Apple Moves into Mobile Money
Looking to revolutionise the way we pay, Apple has launched mobile payment system Apple Pay.
By all means, Apple is doing well. 2013 saw the company take home $171 billion in revenue and cement itself as the world’s coolest brand. But at the same time, shaken by the death of its messianic leader, the company has spent many of the last years under a dark cloud of much discussed inactivity. That period is now at an end.
In September the leaders of the fashion pack – Vogue editors Alexandra Shulman, Franca Sozzani, and Emmanuelle Alt – took a pause from New York Fashion Week to watch CEO Tim Cook announce Apple’s first new product since the launch of the iPad: the Apple Watch. An iPhone 6 and a supersized iPhone 6 Plus were also announced. But, whilst perhaps lacking the celebrity and fashion credentials of the wearable tech, Cook also announced Apple’s most significant move of all, a move to mobile money with the launch of Apple Pay.
With a vision to replace the traditional wallet, Apple Pay allows users to purchase in one touch. Owners of the Apple Watch and iPhone 6, fitted with a Near Field Communication (NFC) chip, simply preload their debit and credit cards onto the Passbook app and then swipe a contactless reader with a finger Touch ID to pay. There’s no need to open an app or even wake the phone’s display.

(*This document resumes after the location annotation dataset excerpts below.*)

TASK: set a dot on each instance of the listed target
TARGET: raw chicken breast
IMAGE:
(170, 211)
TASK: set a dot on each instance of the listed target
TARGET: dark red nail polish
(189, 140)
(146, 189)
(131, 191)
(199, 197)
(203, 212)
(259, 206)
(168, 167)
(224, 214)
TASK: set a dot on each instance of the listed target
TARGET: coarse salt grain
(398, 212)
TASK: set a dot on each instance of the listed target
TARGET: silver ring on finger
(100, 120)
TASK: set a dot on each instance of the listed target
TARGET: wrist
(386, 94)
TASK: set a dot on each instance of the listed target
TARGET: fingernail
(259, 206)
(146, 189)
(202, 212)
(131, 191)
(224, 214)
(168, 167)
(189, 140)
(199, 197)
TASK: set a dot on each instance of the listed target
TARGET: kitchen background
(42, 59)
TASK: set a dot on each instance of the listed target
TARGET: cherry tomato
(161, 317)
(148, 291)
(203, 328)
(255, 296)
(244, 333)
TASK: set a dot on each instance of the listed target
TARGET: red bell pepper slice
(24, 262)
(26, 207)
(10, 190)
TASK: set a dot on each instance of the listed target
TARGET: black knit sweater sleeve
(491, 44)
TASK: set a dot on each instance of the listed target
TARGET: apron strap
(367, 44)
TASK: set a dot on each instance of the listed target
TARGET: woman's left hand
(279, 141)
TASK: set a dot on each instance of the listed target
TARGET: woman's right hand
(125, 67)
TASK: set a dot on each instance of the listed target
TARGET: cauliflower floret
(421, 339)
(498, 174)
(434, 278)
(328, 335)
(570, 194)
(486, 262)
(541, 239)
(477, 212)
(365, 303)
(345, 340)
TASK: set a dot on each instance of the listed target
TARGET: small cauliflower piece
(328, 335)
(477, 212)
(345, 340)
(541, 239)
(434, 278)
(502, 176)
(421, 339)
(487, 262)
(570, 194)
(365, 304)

In partnership with financial giants Visa, MasterCard and American Express, along with eleven American banks, Apple Pay will allow owners of the Apple Watch and iPhone 6 to pay for goods in more than 220,000 retailers across the US.
Advancing Payment Security
But apart from the ease and simplicity, Apple Pay also signifies an enormous shift in payment security, offering a formidable secure authentication system. The Touch ID fingerprint pad offers one level of protection. But more importantly, where every payment with a credit or debit card reveals the card number and identity, Apple Pay does not. The system instead assigns a unique Device Account Number, which is encrypted and securely stored. The Device Account Number, alongside a transaction-specific dynamic security code, is then used to process the payment.
Revolutionising How We Pay
Payments is a huge business. Between credit and debit cards, US shoppers spend $4 trillion per year making 200 million transactions per day. It is certainly a profitable field for Apple to enter. But, whilst a move to mobile money is competitive – nearly 250 mobile money providers count some 60 million active users worldwide –, nobody has yet revolutionised the way we pay. BlackBerry, Orange, and Google have all dipped in a toe, but with limited success.
But whilst Apple is not the first player in this field, it may well be the first player to do it right. Controlling both the hardware and the software, Apple is better positioned than any other company. And as we already know, Apple has a habit of making things that we all want.